( AFP ) - Russia on Tuesday strongly defended the mass detention of anti-Kremlin demonstrators in the latest salvo of a war of words with the West before parliamentary elections.
Prime Minister Viktor Zubkov said riot police "acted very correctly" when they detained more than 200 people and jailed chess legend turned opposition leader Garry Kasparov during the dispersal of weekend protests in Moscow and Saint Petersburg, Interfax reported.
The row added to controversy around Sunday's parliamentary elections which Putin's United Russia is forecast to win easily, amid accusations that anti-Kremlin politicians are being repressed, and the refusal by Europe's top monitoring body to observe the polls.
Late Monday, US President George W. Bush added his voice to condemnations from across the European Union, saying he was "deeply concerned about the detention of numerous human rights activists and political leaders."
"I am particularly troubled by the use of force by law enforcement authorities to stop these peaceful activities," Bush said in a statement.
He was speaking shortly after Putin accused foreigners of "sticking their noses" into Russia's affairs and claimed the United States had pressured European election monitors to boycott Sunday in order to "discredit" the polls.
The monitors, from the Office for Democracy Institutions and Human Rights, say they cannot cover the Russian vote because Moscow refused to create the conditions for an objective mission.
Russian Foreign Minister Sergei Lavrov joined the increasingly heated exchange during a trip to Washington, saying that that demands on Moscow to ensure free speech and the right to protest were "superflous."
"This is fixed in our constitution," Lavrov was quoted as saying by Interfax.
Putin, 55, is standing as the lead candidate of United Russia, although his second term as president does not run out until next year after March 2 polls in which he is barred from seeking re-election.
Since Putin joined the parliamentary contest, the election has increasingly been portrayed on state-monopolised television as an unofficial referendum on Putin's popularity.
That has fed speculation that Putin's real goal is to retain power despite being required to step down next year.
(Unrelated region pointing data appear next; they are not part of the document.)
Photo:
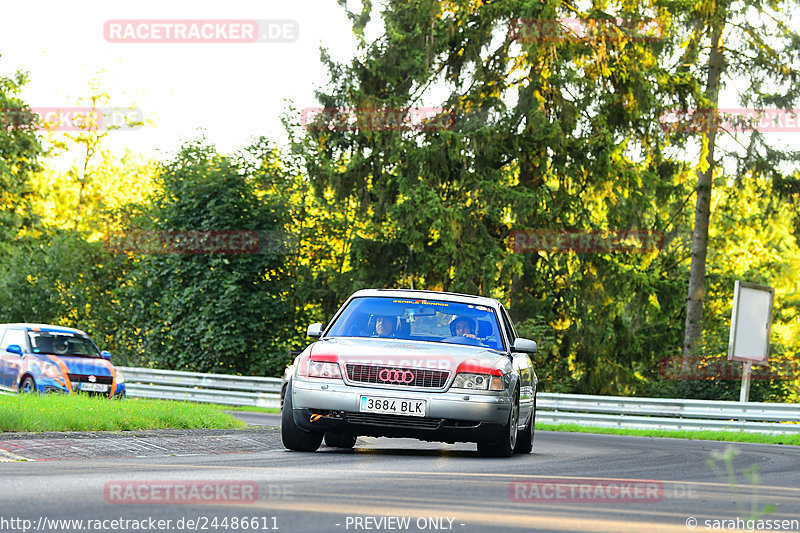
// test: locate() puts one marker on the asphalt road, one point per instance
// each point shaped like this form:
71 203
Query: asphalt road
572 482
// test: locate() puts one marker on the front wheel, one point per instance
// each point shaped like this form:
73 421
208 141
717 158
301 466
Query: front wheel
293 437
525 439
504 447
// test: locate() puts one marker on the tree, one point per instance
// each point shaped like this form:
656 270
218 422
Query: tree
735 41
20 151
551 132
210 312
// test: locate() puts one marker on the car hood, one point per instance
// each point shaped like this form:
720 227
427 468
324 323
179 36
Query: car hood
85 365
408 354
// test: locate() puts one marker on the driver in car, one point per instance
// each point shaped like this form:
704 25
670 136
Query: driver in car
463 327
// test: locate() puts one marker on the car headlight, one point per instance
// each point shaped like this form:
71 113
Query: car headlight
51 371
477 382
322 369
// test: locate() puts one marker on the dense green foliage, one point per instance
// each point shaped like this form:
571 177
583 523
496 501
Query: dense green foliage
532 132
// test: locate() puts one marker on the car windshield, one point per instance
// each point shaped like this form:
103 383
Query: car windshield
418 319
62 344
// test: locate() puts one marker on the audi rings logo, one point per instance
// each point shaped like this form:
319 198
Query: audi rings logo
396 376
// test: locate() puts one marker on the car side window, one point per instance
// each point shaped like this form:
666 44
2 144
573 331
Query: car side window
509 326
14 336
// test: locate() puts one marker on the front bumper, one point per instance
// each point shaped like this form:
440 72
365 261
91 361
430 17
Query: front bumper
51 385
464 416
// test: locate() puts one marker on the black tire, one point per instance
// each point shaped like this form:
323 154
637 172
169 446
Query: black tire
293 437
27 385
525 439
340 440
504 447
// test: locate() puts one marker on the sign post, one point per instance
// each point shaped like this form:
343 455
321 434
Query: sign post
751 322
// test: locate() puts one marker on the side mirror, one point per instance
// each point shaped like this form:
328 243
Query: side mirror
14 348
524 346
314 330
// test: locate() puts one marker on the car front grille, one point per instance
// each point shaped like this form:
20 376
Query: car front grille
402 377
84 378
373 419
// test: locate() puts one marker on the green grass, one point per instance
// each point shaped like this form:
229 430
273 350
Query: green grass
731 436
79 412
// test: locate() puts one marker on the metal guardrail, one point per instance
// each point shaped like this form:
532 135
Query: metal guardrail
205 388
552 408
667 413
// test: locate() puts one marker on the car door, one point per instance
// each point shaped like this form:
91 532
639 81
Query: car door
11 362
522 364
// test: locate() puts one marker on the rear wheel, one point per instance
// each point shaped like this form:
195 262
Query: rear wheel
504 447
340 440
525 438
293 437
27 385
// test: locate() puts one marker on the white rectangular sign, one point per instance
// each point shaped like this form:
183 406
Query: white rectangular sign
751 321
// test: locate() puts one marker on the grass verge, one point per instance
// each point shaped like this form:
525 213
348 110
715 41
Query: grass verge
731 436
79 412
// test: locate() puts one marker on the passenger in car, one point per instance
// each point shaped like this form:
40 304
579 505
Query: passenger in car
384 326
463 327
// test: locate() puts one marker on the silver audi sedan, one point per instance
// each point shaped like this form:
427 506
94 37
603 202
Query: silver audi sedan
435 366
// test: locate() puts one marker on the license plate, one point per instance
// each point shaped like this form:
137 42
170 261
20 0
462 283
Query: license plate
392 406
94 387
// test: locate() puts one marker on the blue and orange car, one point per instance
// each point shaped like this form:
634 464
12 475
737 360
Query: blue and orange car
44 358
Putin himself has said that a big win by United Russia would give him the "moral right" to retain a leadership role.
He has suggested he could serve as prime minister or hold some other, as yet undefined, position of major influence.
Analysts say another possibility is that Putin will find a way to circumvent the constitutional ban on serving more than two consecutive Kremlin terms and simply remain president.
Although the main European monitoring body will be absent Sunday, 30 parliament deputies drawn from 19 European countries will attend, a spokesman for their group, the parliamentary assembly of the Organisation for Security and Cooperation in Europe, said Tuesday.
"We expect to be able to deliver a well-informed, balanced and fair judgement on Monday" at a news conference scheduled for 12:00 pm (0900 GMT), Spencer Oliver said.
He declined to be drawn on the likelihood of a free and fair vote, saying the elections "are potentially competitive."